A Blog by Jonathan Low

 

Jun 7, 2011

Defining Digital Demand: As Online Ad Growth Soars, Companies Seek Simplified Spending Solutions

Growth often tends to obscure trends rather than clarify them. Is that

trend line a directional pointer or a cliff? Online ad growth continues to increase at a higher rate than that of the economy. The challenge is that a welter of service providers trying to help advertisers make sense of it (and make a buck for themselves while doing so) has been contributing to the fear that the spending is, at best, inefficient, and at worst, misallocated.

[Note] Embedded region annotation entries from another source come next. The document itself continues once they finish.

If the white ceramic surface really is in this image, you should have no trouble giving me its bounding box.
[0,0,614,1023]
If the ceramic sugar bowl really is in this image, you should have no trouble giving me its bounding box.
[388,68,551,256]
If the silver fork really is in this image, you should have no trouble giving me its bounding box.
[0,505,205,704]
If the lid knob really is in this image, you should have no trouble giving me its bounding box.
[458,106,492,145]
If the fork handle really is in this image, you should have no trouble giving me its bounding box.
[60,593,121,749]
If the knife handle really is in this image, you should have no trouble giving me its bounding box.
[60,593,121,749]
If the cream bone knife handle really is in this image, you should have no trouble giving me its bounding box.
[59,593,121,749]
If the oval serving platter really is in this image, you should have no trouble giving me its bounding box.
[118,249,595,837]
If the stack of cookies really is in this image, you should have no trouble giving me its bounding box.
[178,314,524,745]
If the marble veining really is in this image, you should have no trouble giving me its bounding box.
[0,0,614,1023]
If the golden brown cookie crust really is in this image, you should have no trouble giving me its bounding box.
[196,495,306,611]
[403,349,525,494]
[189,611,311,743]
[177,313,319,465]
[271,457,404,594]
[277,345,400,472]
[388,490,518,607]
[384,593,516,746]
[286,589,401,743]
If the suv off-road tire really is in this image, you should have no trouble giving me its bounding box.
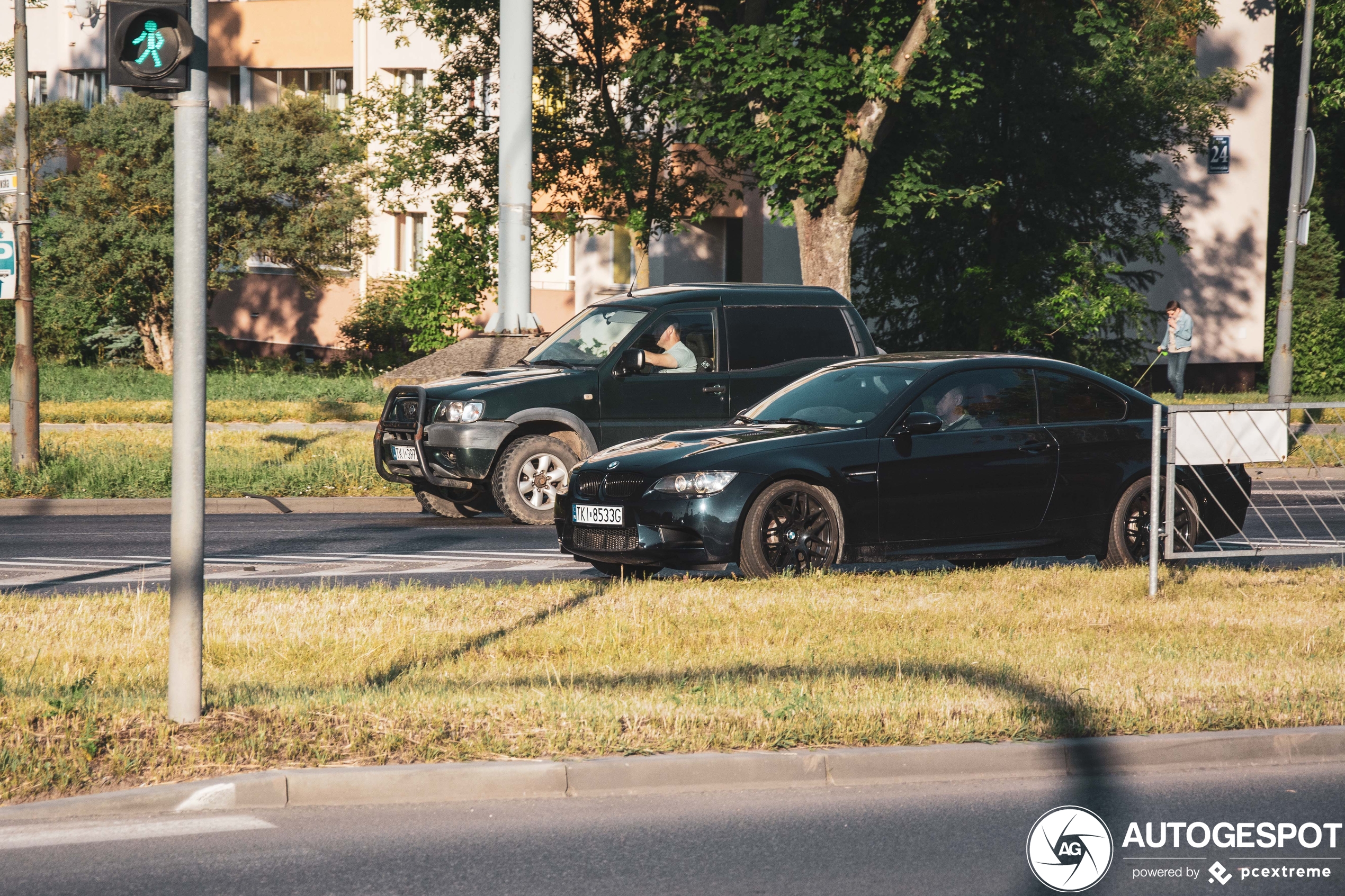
[738,479,845,579]
[1104,476,1201,566]
[491,435,580,525]
[416,492,488,520]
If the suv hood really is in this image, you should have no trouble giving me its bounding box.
[582,423,854,472]
[425,367,573,400]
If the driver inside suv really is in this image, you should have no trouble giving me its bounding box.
[644,317,697,374]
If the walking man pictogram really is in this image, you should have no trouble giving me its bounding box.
[130,19,164,68]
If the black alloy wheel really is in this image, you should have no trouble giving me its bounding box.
[738,481,842,577]
[1107,476,1200,566]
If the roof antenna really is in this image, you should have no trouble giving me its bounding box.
[625,254,640,295]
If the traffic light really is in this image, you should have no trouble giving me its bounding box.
[107,0,195,95]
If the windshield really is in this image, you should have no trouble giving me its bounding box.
[741,364,924,426]
[523,307,645,367]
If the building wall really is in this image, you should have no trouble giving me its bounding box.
[1149,0,1275,388]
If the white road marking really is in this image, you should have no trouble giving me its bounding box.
[0,816,274,849]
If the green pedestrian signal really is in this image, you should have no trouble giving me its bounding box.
[130,19,164,68]
[106,0,196,93]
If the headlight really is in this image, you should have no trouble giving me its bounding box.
[434,402,486,423]
[653,472,737,496]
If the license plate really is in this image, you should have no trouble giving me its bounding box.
[575,504,621,525]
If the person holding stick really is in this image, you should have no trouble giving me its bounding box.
[1158,302,1196,402]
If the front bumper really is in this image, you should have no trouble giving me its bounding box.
[555,473,767,569]
[374,420,518,487]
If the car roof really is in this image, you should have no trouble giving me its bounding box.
[593,282,850,307]
[832,352,1154,404]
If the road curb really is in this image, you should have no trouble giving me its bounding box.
[0,726,1345,823]
[0,494,421,516]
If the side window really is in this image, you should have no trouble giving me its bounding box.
[724,305,857,371]
[1037,371,1126,423]
[631,310,720,374]
[911,368,1037,432]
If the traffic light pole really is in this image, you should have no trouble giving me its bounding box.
[1267,0,1317,404]
[168,0,210,723]
[10,0,42,470]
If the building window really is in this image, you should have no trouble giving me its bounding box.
[28,74,47,106]
[393,212,425,274]
[70,68,107,109]
[276,68,355,112]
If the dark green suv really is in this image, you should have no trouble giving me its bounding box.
[374,284,877,525]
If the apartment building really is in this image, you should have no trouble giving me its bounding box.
[0,0,800,360]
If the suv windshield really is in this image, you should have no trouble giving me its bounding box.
[523,307,645,367]
[738,364,924,426]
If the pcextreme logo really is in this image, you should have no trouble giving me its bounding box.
[1028,806,1114,893]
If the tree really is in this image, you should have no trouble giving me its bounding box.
[355,0,724,280]
[34,95,373,374]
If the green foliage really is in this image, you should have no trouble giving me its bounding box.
[26,94,371,369]
[1266,199,1345,396]
[855,0,1243,374]
[402,202,499,352]
[355,0,724,247]
[0,360,386,406]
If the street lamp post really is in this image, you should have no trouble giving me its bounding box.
[10,0,42,470]
[1267,0,1317,404]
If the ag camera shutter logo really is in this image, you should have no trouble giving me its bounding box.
[1028,806,1114,893]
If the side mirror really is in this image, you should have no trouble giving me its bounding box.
[616,348,644,376]
[896,411,943,435]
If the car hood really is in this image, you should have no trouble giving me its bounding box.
[425,367,576,400]
[582,423,854,472]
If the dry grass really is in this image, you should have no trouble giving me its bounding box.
[0,399,383,423]
[0,429,410,499]
[0,567,1345,802]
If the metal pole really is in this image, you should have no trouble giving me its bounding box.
[486,0,541,333]
[10,0,42,470]
[1267,0,1317,403]
[1149,404,1163,598]
[168,0,209,721]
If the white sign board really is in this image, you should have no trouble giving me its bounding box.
[0,220,19,298]
[1170,411,1288,465]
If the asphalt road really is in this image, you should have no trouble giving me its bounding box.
[0,764,1345,896]
[0,481,1345,594]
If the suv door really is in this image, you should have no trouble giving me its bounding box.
[724,305,859,414]
[598,306,732,447]
[878,368,1057,542]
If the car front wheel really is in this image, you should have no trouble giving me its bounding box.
[1107,476,1200,566]
[738,479,842,579]
[491,435,578,525]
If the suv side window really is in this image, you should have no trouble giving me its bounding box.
[1037,371,1126,423]
[724,305,858,371]
[631,309,718,374]
[911,368,1037,432]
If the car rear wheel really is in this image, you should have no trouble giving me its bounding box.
[1107,476,1200,566]
[491,435,578,525]
[738,479,842,579]
[589,560,663,579]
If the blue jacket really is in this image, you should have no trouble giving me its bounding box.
[1158,312,1196,352]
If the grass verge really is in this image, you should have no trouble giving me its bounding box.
[0,567,1345,802]
[0,430,410,499]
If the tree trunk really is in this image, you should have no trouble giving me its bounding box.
[794,0,939,298]
[136,314,172,374]
[794,199,859,298]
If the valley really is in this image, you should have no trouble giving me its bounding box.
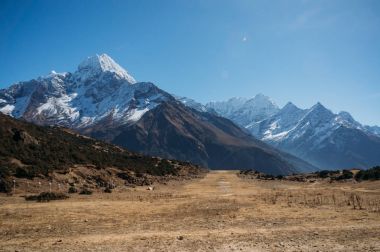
[0,171,380,251]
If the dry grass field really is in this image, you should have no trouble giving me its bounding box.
[0,171,380,251]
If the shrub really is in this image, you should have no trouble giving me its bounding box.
[104,187,112,193]
[355,166,380,181]
[336,170,354,180]
[25,192,69,202]
[79,187,92,195]
[68,186,78,193]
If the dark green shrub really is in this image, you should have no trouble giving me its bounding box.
[79,187,92,195]
[355,166,380,181]
[336,170,354,180]
[68,186,78,193]
[25,192,69,202]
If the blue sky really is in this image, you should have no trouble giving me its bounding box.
[0,0,380,125]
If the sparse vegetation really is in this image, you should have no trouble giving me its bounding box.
[355,166,380,181]
[68,186,78,193]
[79,187,92,195]
[25,192,69,202]
[0,113,205,192]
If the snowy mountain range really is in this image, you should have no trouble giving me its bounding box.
[0,54,173,128]
[180,94,380,169]
[0,54,316,174]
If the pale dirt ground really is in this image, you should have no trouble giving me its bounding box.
[0,171,380,251]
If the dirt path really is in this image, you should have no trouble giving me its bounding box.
[0,171,380,251]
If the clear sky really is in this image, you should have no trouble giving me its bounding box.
[0,0,380,125]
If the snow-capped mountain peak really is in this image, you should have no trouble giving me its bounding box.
[75,53,136,84]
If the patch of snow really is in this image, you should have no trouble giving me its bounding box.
[75,54,136,84]
[128,108,149,122]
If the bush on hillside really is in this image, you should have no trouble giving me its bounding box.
[355,166,380,181]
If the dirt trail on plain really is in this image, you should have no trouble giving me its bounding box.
[0,171,380,251]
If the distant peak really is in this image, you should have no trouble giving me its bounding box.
[311,102,326,109]
[310,102,333,115]
[78,53,136,84]
[338,111,355,122]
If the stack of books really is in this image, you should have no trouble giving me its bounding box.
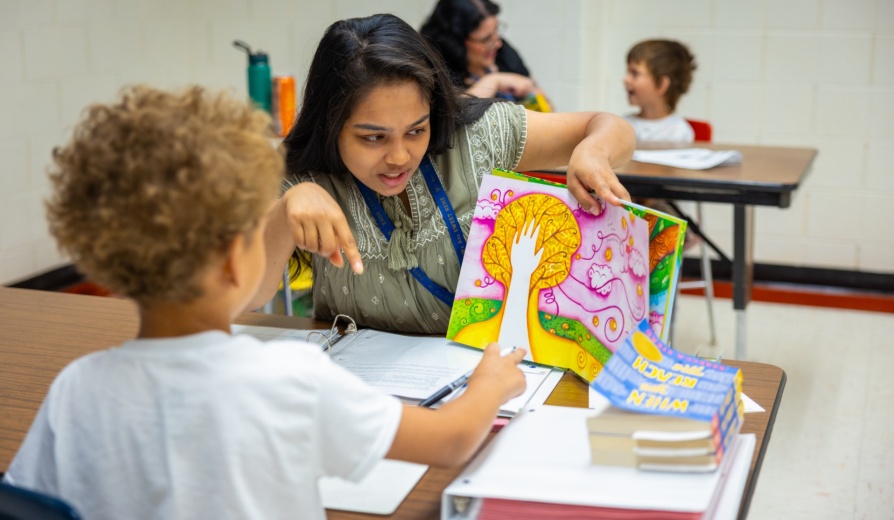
[441,405,755,520]
[587,320,744,472]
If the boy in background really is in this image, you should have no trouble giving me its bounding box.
[4,87,524,520]
[624,40,696,143]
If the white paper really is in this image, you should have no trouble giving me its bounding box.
[331,329,481,399]
[318,459,428,515]
[742,392,766,413]
[444,363,565,417]
[633,148,742,170]
[444,405,754,512]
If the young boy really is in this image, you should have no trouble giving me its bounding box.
[624,40,696,143]
[5,87,524,520]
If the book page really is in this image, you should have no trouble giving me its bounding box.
[331,329,481,399]
[318,459,428,515]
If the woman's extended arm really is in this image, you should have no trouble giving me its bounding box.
[246,182,363,310]
[517,111,636,214]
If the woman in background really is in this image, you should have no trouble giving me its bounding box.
[419,0,549,108]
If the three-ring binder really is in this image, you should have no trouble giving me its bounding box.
[307,314,357,351]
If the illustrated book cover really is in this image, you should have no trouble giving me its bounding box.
[447,170,686,381]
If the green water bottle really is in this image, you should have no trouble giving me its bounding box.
[233,40,272,113]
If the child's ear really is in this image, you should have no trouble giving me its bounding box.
[658,76,670,96]
[221,233,246,287]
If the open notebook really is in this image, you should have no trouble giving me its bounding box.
[232,324,563,515]
[233,325,563,417]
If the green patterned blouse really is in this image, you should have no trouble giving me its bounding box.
[283,103,527,334]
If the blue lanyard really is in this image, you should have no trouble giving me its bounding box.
[354,155,466,307]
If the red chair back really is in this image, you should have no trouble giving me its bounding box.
[686,119,712,142]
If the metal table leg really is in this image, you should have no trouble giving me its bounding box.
[733,204,754,361]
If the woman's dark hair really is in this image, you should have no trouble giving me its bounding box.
[283,14,497,279]
[419,0,500,85]
[284,14,490,181]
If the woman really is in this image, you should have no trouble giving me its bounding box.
[419,0,542,101]
[253,14,635,334]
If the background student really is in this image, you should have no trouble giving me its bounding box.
[252,14,635,334]
[4,87,524,520]
[624,40,696,143]
[419,0,542,106]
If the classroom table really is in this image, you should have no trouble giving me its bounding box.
[532,142,816,360]
[0,287,786,519]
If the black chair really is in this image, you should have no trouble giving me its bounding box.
[0,482,81,520]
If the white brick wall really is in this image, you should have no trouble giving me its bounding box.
[501,0,894,273]
[0,0,894,283]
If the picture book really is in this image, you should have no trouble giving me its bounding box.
[447,170,686,381]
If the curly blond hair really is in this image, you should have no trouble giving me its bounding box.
[46,86,283,304]
[627,40,697,112]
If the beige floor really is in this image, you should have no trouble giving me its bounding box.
[674,296,894,520]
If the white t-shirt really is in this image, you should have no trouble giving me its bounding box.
[4,331,401,520]
[624,114,695,143]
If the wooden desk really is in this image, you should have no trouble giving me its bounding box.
[547,142,816,359]
[0,288,786,519]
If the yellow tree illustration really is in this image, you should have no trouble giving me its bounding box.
[481,194,601,379]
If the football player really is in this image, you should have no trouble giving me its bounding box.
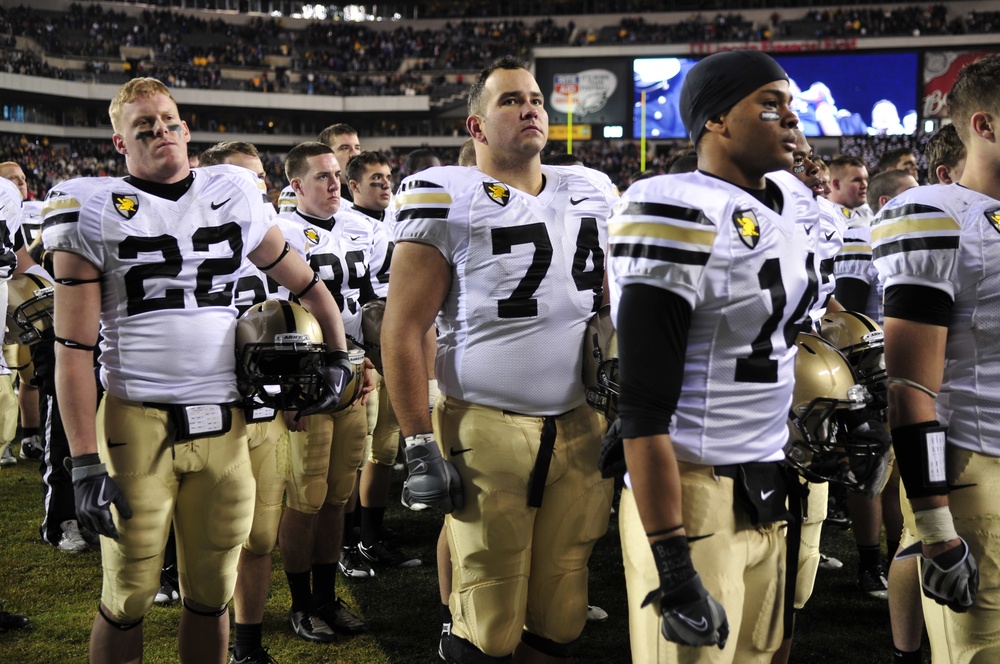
[278,122,361,213]
[43,78,352,662]
[382,57,614,662]
[0,178,23,466]
[341,152,422,576]
[872,55,1000,662]
[609,51,819,664]
[278,141,373,643]
[0,161,45,464]
[198,141,294,664]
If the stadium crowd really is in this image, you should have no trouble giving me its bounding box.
[0,3,1000,98]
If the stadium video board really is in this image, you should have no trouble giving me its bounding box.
[632,52,918,139]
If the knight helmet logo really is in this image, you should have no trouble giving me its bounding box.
[111,194,139,219]
[483,182,510,205]
[986,208,1000,239]
[733,210,760,249]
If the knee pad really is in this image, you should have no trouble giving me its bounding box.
[97,604,142,632]
[521,630,580,659]
[183,598,229,618]
[444,634,513,664]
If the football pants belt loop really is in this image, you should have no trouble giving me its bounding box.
[714,461,798,526]
[528,415,556,507]
[142,401,240,443]
[782,466,809,639]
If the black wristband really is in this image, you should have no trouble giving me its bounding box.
[324,350,351,367]
[892,420,948,499]
[70,452,101,468]
[649,535,695,588]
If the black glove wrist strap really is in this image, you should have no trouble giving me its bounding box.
[650,535,695,588]
[326,350,351,366]
[70,454,108,483]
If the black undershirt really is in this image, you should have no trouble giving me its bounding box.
[883,284,955,327]
[617,284,691,438]
[125,171,194,202]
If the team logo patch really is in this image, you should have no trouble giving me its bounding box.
[733,210,760,249]
[986,208,1000,239]
[483,182,510,205]
[111,194,139,219]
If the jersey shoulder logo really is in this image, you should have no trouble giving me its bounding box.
[986,208,1000,239]
[733,210,760,249]
[483,182,510,206]
[111,194,139,219]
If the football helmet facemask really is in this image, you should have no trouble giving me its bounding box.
[785,333,886,490]
[361,298,385,373]
[819,311,889,410]
[583,305,621,422]
[3,272,53,346]
[236,300,330,410]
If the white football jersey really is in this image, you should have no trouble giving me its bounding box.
[608,172,819,465]
[0,178,23,376]
[768,171,843,320]
[42,165,274,404]
[337,208,379,308]
[276,212,365,341]
[395,166,615,416]
[21,201,43,247]
[830,203,882,325]
[810,196,847,323]
[872,184,1000,456]
[369,208,396,297]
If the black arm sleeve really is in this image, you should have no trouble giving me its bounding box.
[617,284,691,438]
[833,277,871,314]
[883,284,955,327]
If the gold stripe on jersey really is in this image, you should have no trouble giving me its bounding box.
[872,210,960,242]
[42,197,80,217]
[608,221,716,247]
[837,240,872,259]
[396,193,452,209]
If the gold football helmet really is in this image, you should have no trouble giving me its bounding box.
[236,300,365,412]
[236,300,326,410]
[583,305,621,422]
[361,298,385,373]
[819,311,889,411]
[785,333,886,489]
[3,272,53,346]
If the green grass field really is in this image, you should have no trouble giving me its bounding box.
[0,454,920,664]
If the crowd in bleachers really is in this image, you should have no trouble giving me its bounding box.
[0,128,929,204]
[0,3,1000,98]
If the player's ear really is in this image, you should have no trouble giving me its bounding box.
[111,134,128,154]
[705,114,726,134]
[969,111,997,140]
[465,115,487,143]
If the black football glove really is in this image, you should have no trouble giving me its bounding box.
[642,535,729,650]
[845,420,892,499]
[403,434,465,514]
[299,350,354,417]
[71,454,132,539]
[896,538,979,613]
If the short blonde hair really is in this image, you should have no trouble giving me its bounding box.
[108,77,176,134]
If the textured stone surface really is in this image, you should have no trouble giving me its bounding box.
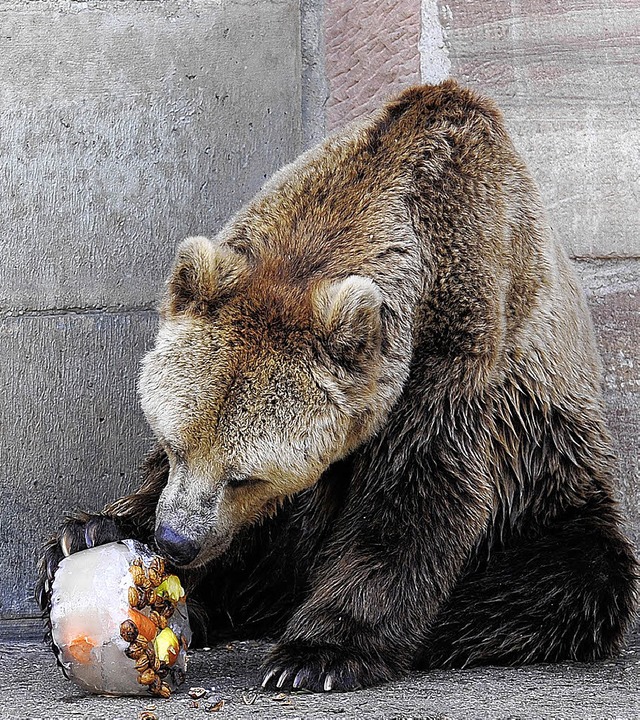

Business is learning more about what it needs as experience with the various new media grows. Service providers have begun to offer specialized solutions to help make sense of the changing online market. Simplification is the keyword. With so many channels and offerings - and the economy still far from healthy - budgeters have to be surer than they have been about targeting and impact. This is a universe in which bigger decisions have to be made faster - and with less information. Help wanted. JL

Emily Steel reports in the Wall Street Journal:
"Seeking to milk the huge growth in online advertising, a rush of technology firms have emerged in recent years pitching an array of techniques for buying, targeting and measuring digital ads. But the raft of newcomers has created a complex landscape that has left marketers confused. Now a series of specialized companies are pitching products to simplify the landscape by helping marketers navigate the online-advertising world.

WPP Group PLC online-ad firm 24/7 Real Media recently started promoting a product that helps marketers determine which ad-technology start-ups to work with to make the best use of ad spending. Several other companies that had specialized in one segment of the business, such as buying search ads, are broadening their offerings to other areas, such as social-networking sites and mobile advertising.

Digital-ad shop IgnitionOne, a unit of Dentsu Inc., is rolling out a service that lets marketers buy, measure and boost the performance of ads that appear on search engines, along the border of a Web page and on social-networking site Facebook.

"Ultimately, advertisers should just have to answer two questions: Who is the audience they want to reach, and what are they trying to accomplish?" says David Moore, chief executive at 24/7 Real Media.

Simplifying the process is likely to spur growth in digital ad spending, ad executives say. Marketers spent $25.8 billion on Internet ads last year, up 15% from the previous year. The Internet ad market is expected to grow 11% this year to $28.5 billion, according to research firm eMarketer.
The new offerings are starting to gain traction among major marketers, such as La Quinta Inn & Suites, Microsoft Corp. and Walgreen Co.

La Quinta, a unit of LQ Management LLC, devotes about half its marketing budget to digital media and is working with IgnitionOne to figure out how to measure the impact, allocate spending and tailor ad messages on search, display, Facebook and La Quinta's website.

The hotel chain previously worked with a series of different online-advertising firms to buy ads on a variety of digital media. As a result, the company had a hard time judging which ads spurred hotel bookings. "We took it at face value that they all produced off-the-chart results," says Ted Schweitzer, vice president of e-commerce at La Quinta.

Ad executives across the industry say marketers can waste money by testing out working with the hundreds of new technology companies, many of which are backed by deep-pocketed venture capitalists. Their products often overlap and specialize in a relatively small piece of the market, executives say. Nearly a dozen companies, for example, offer an easier way to buy ads on Facebook. Meanwhile, the technologies don't talk to each other, making it difficult for advertisers to understand which services perform best.

"It's a huge, complicated web of offerings that are out there," Mr. Schweitzer says. Still, investors continue to pour money into a host of hot new technology firms. Online-ad firm OpenX Technologies Inc. last week closed a $20 million round of funding led by SAP Ventures, bringing total investment in OpenX to more than $50 million.

After investing in search and display ad technologies, the target now is starting to shift to the social, online-video and mobile markets, says David Pakman, a partner at Venrock, which has invested in several online-ad tech companies.

But it's not clear that many of the new services will capture a significant share of ad dollars and prove to be fruitful investments for venture capitalists, experts say. Out of 38 major ad-technology acquisitions last year, less than half sold for a positive return, says Terence Kawaja, chief executive of Luma Partners LLC, a boutique investment bank specializing in media and technology firms.

Bankers predict it's an area that's ripe for a shakeout and consolidation.

"Wouldn't it just be better if someone brought together a bunch of these companies to make it simpler?" Mr. Kawaja says. "That's the Holy Grail."